The audits were limited to looking at the management of one large database in each institution:
- at Elections Canada, the National Register of Electors was reviewed, containing the personal information of 23 million Canadians;
- at HRSDC, the Social Insurance Register was reviewed, with nearly 31 million active records;
- at the Canada Revenue Agency, the IDENT database was reviewed, containing personal information about approximately 33 million taxpayers; and
- at Passport Canada, the Auditor General looked at the Passport Index, which contains information about over 17 million passports.
Both audits called for stronger leadership from the Treasury Board Secretariat to avoid the development of independent solutions to common challenges in identity authentication, information management and policy development.
The Privacy Commissioner recommended that the Treasury Board implement new and comprehensive policies and guidance on privacy impact assessments, identification and authentication and information sharing. She also recommended developing and promoting better privacy training across government institutions.

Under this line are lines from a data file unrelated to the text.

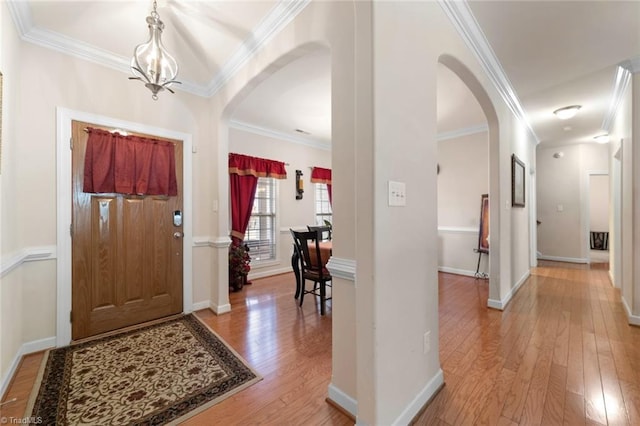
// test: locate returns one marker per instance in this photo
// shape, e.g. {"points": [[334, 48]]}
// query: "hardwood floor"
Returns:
{"points": [[561, 353]]}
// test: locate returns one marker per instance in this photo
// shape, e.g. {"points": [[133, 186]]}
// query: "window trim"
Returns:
{"points": [[275, 231]]}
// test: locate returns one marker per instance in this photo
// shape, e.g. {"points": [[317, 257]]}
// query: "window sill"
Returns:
{"points": [[264, 264]]}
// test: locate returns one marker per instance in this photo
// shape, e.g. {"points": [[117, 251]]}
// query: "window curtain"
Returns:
{"points": [[244, 172], [129, 165], [320, 175]]}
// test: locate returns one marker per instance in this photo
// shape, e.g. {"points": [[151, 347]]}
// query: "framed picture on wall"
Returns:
{"points": [[483, 237], [517, 182]]}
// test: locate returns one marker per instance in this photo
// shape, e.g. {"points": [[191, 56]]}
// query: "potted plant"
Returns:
{"points": [[239, 267]]}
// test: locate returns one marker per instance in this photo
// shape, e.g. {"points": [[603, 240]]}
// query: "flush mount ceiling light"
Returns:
{"points": [[151, 63], [602, 138], [567, 112]]}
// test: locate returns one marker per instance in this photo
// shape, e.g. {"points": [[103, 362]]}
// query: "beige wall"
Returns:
{"points": [[384, 128], [463, 178], [599, 203], [10, 284], [563, 198]]}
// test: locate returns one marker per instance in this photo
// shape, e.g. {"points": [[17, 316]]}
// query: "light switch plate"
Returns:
{"points": [[397, 194]]}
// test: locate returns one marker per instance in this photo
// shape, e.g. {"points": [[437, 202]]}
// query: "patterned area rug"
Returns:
{"points": [[155, 375]]}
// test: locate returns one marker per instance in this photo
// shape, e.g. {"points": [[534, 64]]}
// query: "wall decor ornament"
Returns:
{"points": [[299, 185], [517, 181]]}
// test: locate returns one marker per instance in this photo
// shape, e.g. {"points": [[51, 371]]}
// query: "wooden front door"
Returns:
{"points": [[126, 252]]}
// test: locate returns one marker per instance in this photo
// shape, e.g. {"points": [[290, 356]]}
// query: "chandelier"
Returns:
{"points": [[151, 63]]}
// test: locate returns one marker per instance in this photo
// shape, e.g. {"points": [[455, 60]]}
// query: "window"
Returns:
{"points": [[323, 206], [260, 236]]}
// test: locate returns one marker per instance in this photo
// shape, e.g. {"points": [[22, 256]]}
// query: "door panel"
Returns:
{"points": [[126, 260]]}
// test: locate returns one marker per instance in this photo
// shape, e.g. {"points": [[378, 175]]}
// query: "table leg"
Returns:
{"points": [[295, 264]]}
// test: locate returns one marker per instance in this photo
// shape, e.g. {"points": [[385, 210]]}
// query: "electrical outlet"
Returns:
{"points": [[426, 342]]}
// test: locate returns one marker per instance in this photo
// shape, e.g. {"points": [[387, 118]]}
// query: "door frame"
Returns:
{"points": [[586, 209], [64, 117]]}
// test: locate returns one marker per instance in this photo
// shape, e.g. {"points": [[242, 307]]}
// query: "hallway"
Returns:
{"points": [[561, 353]]}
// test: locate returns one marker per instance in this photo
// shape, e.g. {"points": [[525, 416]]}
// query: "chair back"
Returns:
{"points": [[303, 240], [324, 232]]}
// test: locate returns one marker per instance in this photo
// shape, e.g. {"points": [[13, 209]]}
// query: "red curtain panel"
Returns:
{"points": [[320, 175], [244, 172], [129, 165]]}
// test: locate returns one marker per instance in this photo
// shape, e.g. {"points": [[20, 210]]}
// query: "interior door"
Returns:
{"points": [[126, 252]]}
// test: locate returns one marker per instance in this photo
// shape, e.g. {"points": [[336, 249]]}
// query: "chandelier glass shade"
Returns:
{"points": [[151, 63]]}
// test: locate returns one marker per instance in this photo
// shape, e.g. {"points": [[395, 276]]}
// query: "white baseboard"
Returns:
{"points": [[342, 268], [632, 319], [457, 271], [30, 254], [268, 273], [25, 349], [502, 304], [201, 305], [343, 400], [421, 399], [563, 259]]}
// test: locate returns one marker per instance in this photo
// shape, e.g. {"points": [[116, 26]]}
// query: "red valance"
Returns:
{"points": [[244, 165], [129, 165], [320, 175]]}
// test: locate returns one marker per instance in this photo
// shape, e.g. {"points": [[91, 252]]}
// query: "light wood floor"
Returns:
{"points": [[561, 353]]}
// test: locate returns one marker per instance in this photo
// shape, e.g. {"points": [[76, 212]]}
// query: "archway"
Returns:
{"points": [[481, 96]]}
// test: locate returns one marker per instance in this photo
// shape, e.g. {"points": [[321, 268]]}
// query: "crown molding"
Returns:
{"points": [[465, 23], [279, 16], [466, 131], [263, 131], [633, 65], [620, 83]]}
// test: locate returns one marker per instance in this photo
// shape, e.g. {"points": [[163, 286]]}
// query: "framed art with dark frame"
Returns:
{"points": [[517, 182]]}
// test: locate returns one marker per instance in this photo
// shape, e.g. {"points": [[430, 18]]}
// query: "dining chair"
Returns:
{"points": [[324, 231], [312, 267], [296, 261]]}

The concurrent audits revealed that information sharing is not new and the growth of interoperable systems is inevitable. They also showed that there are risks that privacy will be considered an afterthought or an “add-on,” – secondary to the main goals of efficiency and cost-containment. If this happens, citizens will be the losers.
Auditor-General Recommends Interoperability
Probably the most important single issue to emerge from the audit by the Auditor-General is the perceived need for an integrated federal approach for managing identity information across the federal public service. The Auditor-General argues that improving the management of identity information could increase efficiency, reduce duplication, streamline processes, reduce errors, help prevent fraud and improve the delivery of programs to citizens.
The Audit Report recommends that the Treasury Board continue to lead its work on establishing a government-wide framework, policies and governance arrangements for identity management. Specifically, the Auditor-General recommended that identity management practices be standardized and interoperability be increased within the Canadian government.
The Treasury Board agreed with the Auditor-General’s recommendations and indicated that new policies to address and support identity management are expected to be introduced in 2010, with full implementation within three years.
Privacy Commissioner Silent on Interoperability, Emphasizes Privacy Policies and Practices
Although integrated identity management was at the core of the Auditor-General`s audit, the Privacy Commissioner did not mention the subject in her report. Given the privacy risks – as well as the potential benefits – posed by interoperability, this is somewhat surprising, as the views and concerns of the Privacy Commissioner could have been helpful to the process of developing a privacy protective integrated identity management system. As it stands, there is no critique or response in either report about the promised benefits of interoperability, nor is there any suggestion of the risks posed by such systems.
Instead, the Commissioner focused on the manner in which the institutions handled information generally, and specifically in the three databases examined. For the most part, she was reasonably satisfied with the information handling practices of the institutions (with the exception of Passport Canada), or with their willingness to improve, and most of her recommendations were accepted by the institutions that were audited.